Monitor Hardware: PBP and PiP Modes 🖱️
Some monitors — typically larger, productivity-focused displays — have hardware-level screen splitting built into their OSD (on-screen display) menu.
| Feature | What It Does | Common Use Case |
|---|---|---|
| Picture-by-Picture (PBP) | Splits the screen between two separate input sources | Using a laptop and desktop side by side on one monitor |
| Picture-in-Picture (PiP) | Shows a second input in a small overlay window | Monitoring a second device while working |
These features work independently of your OS — they're managed through the monitor's physical buttons or menu software. Not all monitors include them; it's more common on displays marketed toward professional or multi-device setups.
Variables That Determine What Works Best for You
The right split-screen approach isn't universal. A few factors shape what will actually suit your situation:
Monitor size and resolution — A 24-inch 1080p display split in half gives each window around 960×1080 pixels.
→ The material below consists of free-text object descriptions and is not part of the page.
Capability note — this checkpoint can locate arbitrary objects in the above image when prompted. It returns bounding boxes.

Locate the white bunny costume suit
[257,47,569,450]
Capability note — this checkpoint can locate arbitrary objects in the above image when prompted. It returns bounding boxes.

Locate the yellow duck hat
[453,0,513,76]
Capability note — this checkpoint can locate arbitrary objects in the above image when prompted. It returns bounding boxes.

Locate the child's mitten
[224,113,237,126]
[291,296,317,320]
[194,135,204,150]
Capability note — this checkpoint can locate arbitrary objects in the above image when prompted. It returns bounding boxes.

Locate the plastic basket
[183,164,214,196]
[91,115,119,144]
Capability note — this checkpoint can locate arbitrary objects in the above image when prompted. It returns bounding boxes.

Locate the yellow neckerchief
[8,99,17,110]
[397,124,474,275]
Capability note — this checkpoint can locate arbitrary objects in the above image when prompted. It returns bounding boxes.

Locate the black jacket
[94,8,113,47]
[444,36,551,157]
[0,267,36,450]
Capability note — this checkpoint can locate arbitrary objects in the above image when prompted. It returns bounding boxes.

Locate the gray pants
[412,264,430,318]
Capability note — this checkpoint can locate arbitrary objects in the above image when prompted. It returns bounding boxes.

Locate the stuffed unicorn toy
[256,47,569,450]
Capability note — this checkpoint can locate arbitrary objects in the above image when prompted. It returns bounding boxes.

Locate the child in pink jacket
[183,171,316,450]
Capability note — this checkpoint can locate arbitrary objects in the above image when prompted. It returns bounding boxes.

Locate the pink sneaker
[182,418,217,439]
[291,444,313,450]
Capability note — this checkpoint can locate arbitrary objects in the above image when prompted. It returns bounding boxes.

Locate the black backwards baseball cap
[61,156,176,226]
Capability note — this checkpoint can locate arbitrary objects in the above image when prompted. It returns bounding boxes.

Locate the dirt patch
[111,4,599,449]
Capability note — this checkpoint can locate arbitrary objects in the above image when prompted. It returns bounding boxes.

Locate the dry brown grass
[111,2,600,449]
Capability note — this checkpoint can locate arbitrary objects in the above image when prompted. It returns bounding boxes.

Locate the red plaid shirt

That's workable for some tasks and cramped for others. A 32-inch or ultrawide monitor at 1440p or 4K changes the equation significantly — especially ultrawide displays, where 33/66 or thirds-based layouts start to feel genuinely spacious.
Number of windows you're managing — Two-way splits are simple. If you regularly need three or four windows visible, you need either a larger display, a tiling window manager, or a second monitor.
Operating system and version — Snap Layouts in Windows 11 are meaningfully better than Windows 10's Snap Assist. macOS's approach imposes constraints that some workflows bump into immediately. Your OS version directly affects what's available without installing anything.
Technical comfort level — Drag-to-snap works for most people with no setup. FancyZones or a tiling window manager unlocks more control but requires configuration time.
Use case specifics — Reference work (comparing documents, code reviews, research) benefits from stable static layouts. Communication-heavy work (chat + primary app) might only need a narrow sidebar. Video editors, developers, and data analysts often have very different layout needs than someone checking email alongside a browser.
What works well for one person's 34-inch ultrawide running Windows 11 is a different answer than what makes sense on a 13-inch MacBook screen or a Linux workstation with three monitors. The tools are all available — the question is which combination fits the display you have and the way you actually work.